I finally was able to “sink my teeth” into this one as it became available after being on hold for a number of months. This type of book is “right up my alley”!
Reading this brought to mind the story of the The Lost City of Z, a movie I had recently seen based on British Colonel Percy Fawcett’s excursions into the Amazon rainforest at the end of the 20th century. What is remarkable about Preston’s exploration project, is that it is so recent and in an area that really isn’t all that remote, at least in terms of distance from large populated, modern urban areas – unlike Amazonia was at the time of Percy’s missions.
The curse of the “White City” is another interesting aspect of this story, similar to King Tutankhamun’s curse, sensationalized by the press at the time of Howard Carter and Lord Carnarvon’s discovery nearly a century earlier. The curse of the Pharoah was blamed for the untimely death of Carnarvon within a few months of the discovery, as well as the mysterious death of his dog at precisely the same date and time back in England.
The twists and turns of this “true story” are as unpredictable as any work of fiction as it moves in the direction of medical findings and theories. With the details presented of the disease leishmaniasis, an affliction I’d never even heard of before but apparently one of the oldest, deadliest, and most durable “plagues” in all history, the archaeological digs seem to take a back seat.

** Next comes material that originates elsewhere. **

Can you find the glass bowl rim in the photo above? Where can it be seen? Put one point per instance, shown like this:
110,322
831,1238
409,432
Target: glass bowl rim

When the discovery of the ancient sites in the Honduran jungle were announced to the world it received some severe criticism from world-renowned archaeologists Rosemary Joyce and Christopher Hegley. Perhaps they had good points.
With my interest piqued upon completion of the book, I did a little research of my own to find that Begley, referred to as a “real-life Indiana Jones”, has had many adventurous missions and has published several successful books on his excursions.
All in all, I thoroughly enjoyed “The Lost City of the Monkey God” – it was indeed “right up my alley”!